While the law says you are innocent until proven guilty, the reality is, you suffer the consequences until proven innocent.
For example, in my state, if you get a speeding ticket, you are expected to pay the fine unless you show up in court and defend yourself. Therefore, guilty until proven innocent. In my state, if you don't show up for court, and don't pay the fine, they revoke your license and have a warrant out for your arrest. Doesn't sound too innocent to me.
Also, in my state, if you get picked up for DUI (obviously not a good behaviour), you have your license revoked, even if proven innocent (in county court), your license is still revoked.

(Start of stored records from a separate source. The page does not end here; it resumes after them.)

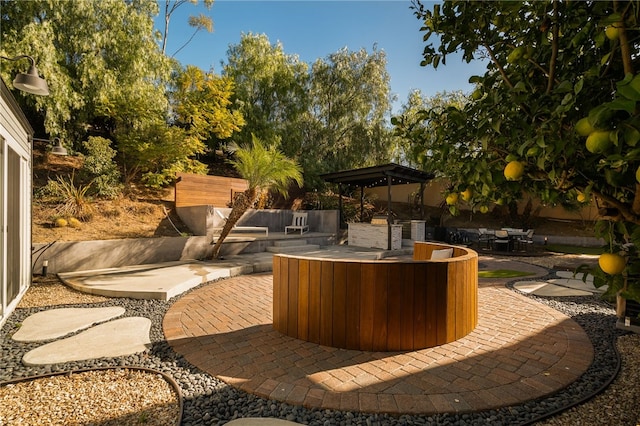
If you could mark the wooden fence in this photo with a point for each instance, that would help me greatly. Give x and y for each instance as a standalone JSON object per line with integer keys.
{"x": 203, "y": 190}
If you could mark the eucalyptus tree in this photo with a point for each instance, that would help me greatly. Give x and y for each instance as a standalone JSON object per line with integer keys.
{"x": 201, "y": 109}
{"x": 270, "y": 91}
{"x": 198, "y": 23}
{"x": 555, "y": 114}
{"x": 350, "y": 110}
{"x": 100, "y": 58}
{"x": 265, "y": 168}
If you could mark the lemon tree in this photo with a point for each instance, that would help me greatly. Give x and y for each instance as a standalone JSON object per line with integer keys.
{"x": 561, "y": 96}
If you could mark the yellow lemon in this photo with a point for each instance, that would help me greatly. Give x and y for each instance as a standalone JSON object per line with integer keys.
{"x": 452, "y": 198}
{"x": 612, "y": 32}
{"x": 612, "y": 263}
{"x": 598, "y": 141}
{"x": 514, "y": 170}
{"x": 581, "y": 197}
{"x": 583, "y": 127}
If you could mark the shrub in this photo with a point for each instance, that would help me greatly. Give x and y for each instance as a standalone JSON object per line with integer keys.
{"x": 60, "y": 222}
{"x": 100, "y": 168}
{"x": 74, "y": 223}
{"x": 73, "y": 200}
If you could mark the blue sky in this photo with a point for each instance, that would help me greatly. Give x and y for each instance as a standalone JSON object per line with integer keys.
{"x": 315, "y": 29}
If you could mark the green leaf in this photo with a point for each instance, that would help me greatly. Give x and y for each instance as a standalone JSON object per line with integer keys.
{"x": 631, "y": 136}
{"x": 623, "y": 105}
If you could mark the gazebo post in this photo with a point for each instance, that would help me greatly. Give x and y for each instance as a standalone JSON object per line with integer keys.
{"x": 389, "y": 217}
{"x": 340, "y": 204}
{"x": 361, "y": 203}
{"x": 422, "y": 185}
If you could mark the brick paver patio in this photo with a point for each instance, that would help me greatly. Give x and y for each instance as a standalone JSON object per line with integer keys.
{"x": 521, "y": 350}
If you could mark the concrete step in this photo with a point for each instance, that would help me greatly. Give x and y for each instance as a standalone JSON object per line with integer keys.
{"x": 289, "y": 243}
{"x": 298, "y": 248}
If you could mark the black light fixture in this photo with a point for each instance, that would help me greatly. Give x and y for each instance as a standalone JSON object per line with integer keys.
{"x": 59, "y": 149}
{"x": 31, "y": 82}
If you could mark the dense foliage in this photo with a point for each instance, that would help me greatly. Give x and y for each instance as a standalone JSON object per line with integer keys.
{"x": 555, "y": 114}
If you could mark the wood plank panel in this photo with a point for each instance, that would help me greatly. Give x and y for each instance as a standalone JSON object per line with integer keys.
{"x": 352, "y": 329}
{"x": 292, "y": 298}
{"x": 197, "y": 190}
{"x": 283, "y": 298}
{"x": 440, "y": 303}
{"x": 407, "y": 288}
{"x": 314, "y": 301}
{"x": 326, "y": 303}
{"x": 453, "y": 289}
{"x": 303, "y": 300}
{"x": 421, "y": 304}
{"x": 339, "y": 317}
{"x": 380, "y": 310}
{"x": 395, "y": 305}
{"x": 367, "y": 303}
{"x": 278, "y": 313}
{"x": 432, "y": 308}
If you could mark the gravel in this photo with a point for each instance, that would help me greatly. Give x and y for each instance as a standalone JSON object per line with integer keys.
{"x": 209, "y": 401}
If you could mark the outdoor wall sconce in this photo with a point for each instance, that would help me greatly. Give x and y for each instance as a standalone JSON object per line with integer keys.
{"x": 59, "y": 149}
{"x": 31, "y": 82}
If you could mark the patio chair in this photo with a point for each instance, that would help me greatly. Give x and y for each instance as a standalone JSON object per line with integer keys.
{"x": 502, "y": 241}
{"x": 486, "y": 236}
{"x": 527, "y": 240}
{"x": 299, "y": 223}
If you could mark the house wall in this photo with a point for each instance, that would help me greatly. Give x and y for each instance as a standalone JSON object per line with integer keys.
{"x": 433, "y": 196}
{"x": 15, "y": 202}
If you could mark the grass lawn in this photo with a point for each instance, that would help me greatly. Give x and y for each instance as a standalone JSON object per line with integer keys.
{"x": 567, "y": 249}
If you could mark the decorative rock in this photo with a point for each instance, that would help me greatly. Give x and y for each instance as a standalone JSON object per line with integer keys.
{"x": 47, "y": 325}
{"x": 121, "y": 337}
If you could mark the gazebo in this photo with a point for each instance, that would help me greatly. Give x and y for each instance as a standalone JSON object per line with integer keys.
{"x": 387, "y": 174}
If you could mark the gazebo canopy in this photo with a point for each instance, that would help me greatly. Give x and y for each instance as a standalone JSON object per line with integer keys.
{"x": 378, "y": 176}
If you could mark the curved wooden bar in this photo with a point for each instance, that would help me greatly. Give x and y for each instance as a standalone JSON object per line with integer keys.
{"x": 377, "y": 305}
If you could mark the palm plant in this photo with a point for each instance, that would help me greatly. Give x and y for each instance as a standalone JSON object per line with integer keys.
{"x": 265, "y": 168}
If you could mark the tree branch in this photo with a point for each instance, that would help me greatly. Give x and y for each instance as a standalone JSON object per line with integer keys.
{"x": 554, "y": 48}
{"x": 625, "y": 212}
{"x": 498, "y": 65}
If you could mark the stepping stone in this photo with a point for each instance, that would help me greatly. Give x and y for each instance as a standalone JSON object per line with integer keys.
{"x": 115, "y": 338}
{"x": 257, "y": 421}
{"x": 577, "y": 284}
{"x": 542, "y": 288}
{"x": 47, "y": 325}
{"x": 578, "y": 276}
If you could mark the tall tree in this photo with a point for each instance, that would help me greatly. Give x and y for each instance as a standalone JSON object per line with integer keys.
{"x": 198, "y": 23}
{"x": 350, "y": 108}
{"x": 270, "y": 91}
{"x": 100, "y": 58}
{"x": 556, "y": 113}
{"x": 265, "y": 168}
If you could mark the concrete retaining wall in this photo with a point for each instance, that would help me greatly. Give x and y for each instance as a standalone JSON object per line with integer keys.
{"x": 102, "y": 254}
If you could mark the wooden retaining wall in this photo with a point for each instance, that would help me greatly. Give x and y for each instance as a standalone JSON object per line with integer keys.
{"x": 204, "y": 190}
{"x": 377, "y": 305}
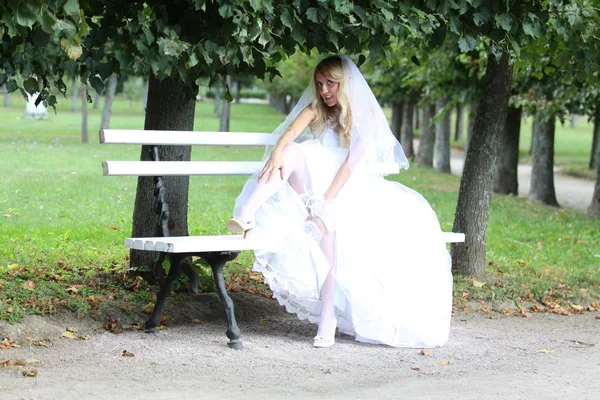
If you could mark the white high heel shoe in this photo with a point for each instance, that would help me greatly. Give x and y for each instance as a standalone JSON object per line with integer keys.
{"x": 236, "y": 225}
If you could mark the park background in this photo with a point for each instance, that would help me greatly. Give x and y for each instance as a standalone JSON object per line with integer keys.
{"x": 507, "y": 64}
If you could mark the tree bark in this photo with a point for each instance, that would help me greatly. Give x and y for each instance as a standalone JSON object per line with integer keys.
{"x": 145, "y": 93}
{"x": 594, "y": 209}
{"x": 218, "y": 102}
{"x": 474, "y": 197}
{"x": 427, "y": 139}
{"x": 226, "y": 107}
{"x": 595, "y": 153}
{"x": 170, "y": 107}
{"x": 441, "y": 153}
{"x": 471, "y": 124}
{"x": 396, "y": 125}
{"x": 111, "y": 89}
{"x": 407, "y": 134}
{"x": 74, "y": 97}
{"x": 542, "y": 166}
{"x": 84, "y": 136}
{"x": 506, "y": 176}
{"x": 459, "y": 123}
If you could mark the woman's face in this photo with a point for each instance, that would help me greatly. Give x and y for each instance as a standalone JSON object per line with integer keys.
{"x": 327, "y": 88}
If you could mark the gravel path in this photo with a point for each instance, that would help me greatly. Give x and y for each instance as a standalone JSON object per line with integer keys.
{"x": 543, "y": 357}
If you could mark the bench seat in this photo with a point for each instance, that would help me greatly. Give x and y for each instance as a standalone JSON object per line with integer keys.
{"x": 192, "y": 244}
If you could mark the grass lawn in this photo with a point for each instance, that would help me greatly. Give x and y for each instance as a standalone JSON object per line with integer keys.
{"x": 63, "y": 223}
{"x": 572, "y": 146}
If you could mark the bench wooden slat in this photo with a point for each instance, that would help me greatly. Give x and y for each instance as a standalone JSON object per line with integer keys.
{"x": 179, "y": 168}
{"x": 195, "y": 168}
{"x": 191, "y": 244}
{"x": 181, "y": 138}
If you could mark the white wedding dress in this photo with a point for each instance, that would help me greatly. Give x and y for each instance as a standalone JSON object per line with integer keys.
{"x": 393, "y": 281}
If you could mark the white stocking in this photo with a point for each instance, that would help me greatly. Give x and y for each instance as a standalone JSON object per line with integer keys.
{"x": 295, "y": 174}
{"x": 327, "y": 321}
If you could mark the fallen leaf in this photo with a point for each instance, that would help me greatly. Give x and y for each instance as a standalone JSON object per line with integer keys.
{"x": 478, "y": 284}
{"x": 30, "y": 372}
{"x": 136, "y": 326}
{"x": 8, "y": 343}
{"x": 576, "y": 307}
{"x": 525, "y": 314}
{"x": 583, "y": 345}
{"x": 111, "y": 325}
{"x": 44, "y": 342}
{"x": 68, "y": 335}
{"x": 149, "y": 308}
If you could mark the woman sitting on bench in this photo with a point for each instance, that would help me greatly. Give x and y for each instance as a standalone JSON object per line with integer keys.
{"x": 344, "y": 247}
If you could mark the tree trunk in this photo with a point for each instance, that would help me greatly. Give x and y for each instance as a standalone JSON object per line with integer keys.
{"x": 407, "y": 133}
{"x": 238, "y": 91}
{"x": 474, "y": 197}
{"x": 595, "y": 153}
{"x": 145, "y": 93}
{"x": 441, "y": 153}
{"x": 471, "y": 124}
{"x": 427, "y": 139}
{"x": 170, "y": 107}
{"x": 111, "y": 89}
{"x": 532, "y": 137}
{"x": 506, "y": 177}
{"x": 74, "y": 97}
{"x": 459, "y": 123}
{"x": 218, "y": 101}
{"x": 542, "y": 166}
{"x": 396, "y": 125}
{"x": 417, "y": 118}
{"x": 224, "y": 120}
{"x": 594, "y": 209}
{"x": 84, "y": 136}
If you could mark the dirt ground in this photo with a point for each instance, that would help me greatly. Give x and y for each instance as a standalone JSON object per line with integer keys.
{"x": 543, "y": 357}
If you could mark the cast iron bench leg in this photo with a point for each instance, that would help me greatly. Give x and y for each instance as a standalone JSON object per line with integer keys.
{"x": 217, "y": 262}
{"x": 163, "y": 292}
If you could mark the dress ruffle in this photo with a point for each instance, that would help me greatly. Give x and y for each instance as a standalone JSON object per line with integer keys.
{"x": 393, "y": 282}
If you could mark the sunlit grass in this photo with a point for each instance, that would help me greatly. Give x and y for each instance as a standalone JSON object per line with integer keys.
{"x": 63, "y": 223}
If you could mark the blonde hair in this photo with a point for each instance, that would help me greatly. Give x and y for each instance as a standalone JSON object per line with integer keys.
{"x": 342, "y": 114}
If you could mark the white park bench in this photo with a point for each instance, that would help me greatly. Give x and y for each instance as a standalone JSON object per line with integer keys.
{"x": 216, "y": 249}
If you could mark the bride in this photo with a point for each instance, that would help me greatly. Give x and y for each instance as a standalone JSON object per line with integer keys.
{"x": 344, "y": 247}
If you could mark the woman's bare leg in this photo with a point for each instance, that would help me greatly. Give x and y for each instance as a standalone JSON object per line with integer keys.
{"x": 327, "y": 320}
{"x": 295, "y": 174}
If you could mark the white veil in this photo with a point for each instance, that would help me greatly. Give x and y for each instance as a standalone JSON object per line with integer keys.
{"x": 372, "y": 141}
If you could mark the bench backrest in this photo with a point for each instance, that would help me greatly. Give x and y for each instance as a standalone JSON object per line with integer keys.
{"x": 193, "y": 138}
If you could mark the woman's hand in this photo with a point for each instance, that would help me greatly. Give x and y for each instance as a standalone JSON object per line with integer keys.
{"x": 273, "y": 165}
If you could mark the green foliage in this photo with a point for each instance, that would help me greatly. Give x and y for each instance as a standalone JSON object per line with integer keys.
{"x": 197, "y": 42}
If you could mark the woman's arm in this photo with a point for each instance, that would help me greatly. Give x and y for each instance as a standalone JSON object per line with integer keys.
{"x": 339, "y": 180}
{"x": 275, "y": 161}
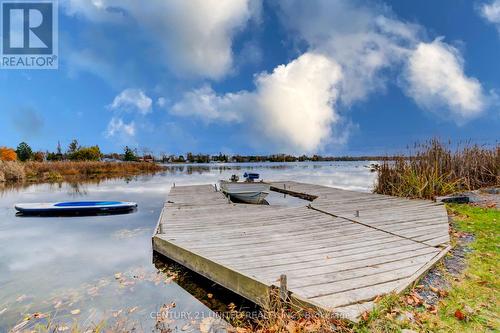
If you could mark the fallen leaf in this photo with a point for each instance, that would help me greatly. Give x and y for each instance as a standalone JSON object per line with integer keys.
{"x": 459, "y": 315}
{"x": 442, "y": 293}
{"x": 38, "y": 315}
{"x": 63, "y": 328}
{"x": 19, "y": 326}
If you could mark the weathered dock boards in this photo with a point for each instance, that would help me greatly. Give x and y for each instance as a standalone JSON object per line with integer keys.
{"x": 338, "y": 253}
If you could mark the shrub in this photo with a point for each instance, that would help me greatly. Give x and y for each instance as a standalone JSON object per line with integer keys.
{"x": 12, "y": 171}
{"x": 129, "y": 155}
{"x": 92, "y": 153}
{"x": 39, "y": 156}
{"x": 7, "y": 154}
{"x": 24, "y": 152}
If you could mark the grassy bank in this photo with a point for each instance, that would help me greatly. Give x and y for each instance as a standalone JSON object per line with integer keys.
{"x": 40, "y": 172}
{"x": 434, "y": 169}
{"x": 471, "y": 301}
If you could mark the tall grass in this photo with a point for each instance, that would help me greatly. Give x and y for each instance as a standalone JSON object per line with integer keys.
{"x": 434, "y": 169}
{"x": 11, "y": 172}
{"x": 38, "y": 172}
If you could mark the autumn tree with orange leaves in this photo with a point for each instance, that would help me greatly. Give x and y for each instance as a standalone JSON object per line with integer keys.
{"x": 7, "y": 154}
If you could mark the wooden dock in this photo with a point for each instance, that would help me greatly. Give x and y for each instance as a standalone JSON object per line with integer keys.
{"x": 338, "y": 253}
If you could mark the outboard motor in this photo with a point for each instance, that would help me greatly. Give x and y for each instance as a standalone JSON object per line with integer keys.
{"x": 250, "y": 177}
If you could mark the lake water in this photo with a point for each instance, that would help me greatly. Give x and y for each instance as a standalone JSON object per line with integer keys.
{"x": 95, "y": 268}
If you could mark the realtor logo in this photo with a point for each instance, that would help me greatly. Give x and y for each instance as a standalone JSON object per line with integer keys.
{"x": 29, "y": 34}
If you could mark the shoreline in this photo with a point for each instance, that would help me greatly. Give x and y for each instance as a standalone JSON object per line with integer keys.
{"x": 19, "y": 173}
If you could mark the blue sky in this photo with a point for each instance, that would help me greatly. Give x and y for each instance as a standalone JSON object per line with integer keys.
{"x": 255, "y": 77}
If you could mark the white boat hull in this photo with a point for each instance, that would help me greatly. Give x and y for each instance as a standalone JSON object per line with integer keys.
{"x": 249, "y": 192}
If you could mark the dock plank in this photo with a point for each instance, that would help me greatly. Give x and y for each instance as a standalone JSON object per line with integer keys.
{"x": 339, "y": 252}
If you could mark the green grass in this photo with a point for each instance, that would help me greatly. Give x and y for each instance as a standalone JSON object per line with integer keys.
{"x": 474, "y": 293}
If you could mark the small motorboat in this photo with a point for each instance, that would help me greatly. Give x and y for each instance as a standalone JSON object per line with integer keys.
{"x": 248, "y": 191}
{"x": 75, "y": 207}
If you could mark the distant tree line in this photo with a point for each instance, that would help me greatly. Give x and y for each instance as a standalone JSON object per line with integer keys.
{"x": 76, "y": 152}
{"x": 224, "y": 158}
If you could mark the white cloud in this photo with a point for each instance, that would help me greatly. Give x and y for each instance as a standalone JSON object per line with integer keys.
{"x": 435, "y": 77}
{"x": 132, "y": 100}
{"x": 118, "y": 128}
{"x": 365, "y": 41}
{"x": 207, "y": 105}
{"x": 373, "y": 47}
{"x": 292, "y": 107}
{"x": 161, "y": 102}
{"x": 491, "y": 12}
{"x": 195, "y": 37}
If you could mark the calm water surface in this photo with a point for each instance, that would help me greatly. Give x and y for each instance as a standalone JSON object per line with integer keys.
{"x": 88, "y": 269}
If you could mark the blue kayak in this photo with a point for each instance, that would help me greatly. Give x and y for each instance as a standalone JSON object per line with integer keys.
{"x": 75, "y": 207}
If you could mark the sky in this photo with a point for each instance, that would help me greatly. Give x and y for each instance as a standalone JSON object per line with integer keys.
{"x": 334, "y": 77}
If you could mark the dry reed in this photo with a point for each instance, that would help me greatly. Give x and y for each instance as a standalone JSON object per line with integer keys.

Sounds guilty to me.
If you're innocent until proven guilty, then why isn't bail set immediately, on a schedule so there is no need to spend any time in jail? Why should an innocent person spend any time in jail?
Don't kid yourself, legally, your assumption is correct, but in practice it is very clear that the opposite it true. While the US may be a bit more easy in this respect, at least the UK admits to an adversarial system. The cops, the judge and prosecutor assume you guilty until proven innocent. I'm afraid it might be human nature.
"None of us are as dumb as all of us." - meeting mantra
I'm sure I'm not the only person uncomfortable with giving police free reign every time they run into a situation they don't understand.
So, are you legally entitled to that one phone call, or are you legally entitled to contact someone (lawyer, friend, family member, etc)? That is, is it an unquestionable violation of your rights if they refuse to allow you to make the call but give you pen and paper to send a letter, or offer to go pick the person up and bring them in to talk face to face, etc? If so, can you point to the statute that makes it such?
Not trying to be an arse, but I would have thought that the point is to allow the prisoner to contact the outside world, *not* to give them a phone call. For instance, what of a mute? Do they have no right to contact, because they can't use a phone?
It's official. Most of you are morons.
It doesn't even matter whether he was an American citizen. The rights recognized by the US Constitution are innate human rights; everybody has them.
The restrictions placed on released sex offenders always seriously impede their ability to lead a normal life. Restricting their access to the internet is no worse than the more tangible bans that are commonly doled out in the UK (for instance being banned from playgrounds/schools, buying toys/puppies etc).
I have always been under the impression that the bans were an attempt to thwart temptation. "I'll just look - won't talk to anyone" leads to "Just a little chat" leads to re-offending. In this sense its more akin to AA's insistence on total abstinence since the offender in question is unable to regulate their own behaviour given a sniff of temptation.
Judges do not like being ignored. So if they feel like a court order is being violated, they have many methods at their disposal to ensure they are not ignored...like prison.
So if I were banned from the Internet, I wouldn't go on the Internet. Unless you want your pissed off ex-girlfriend telling your parole officer about your Internet account.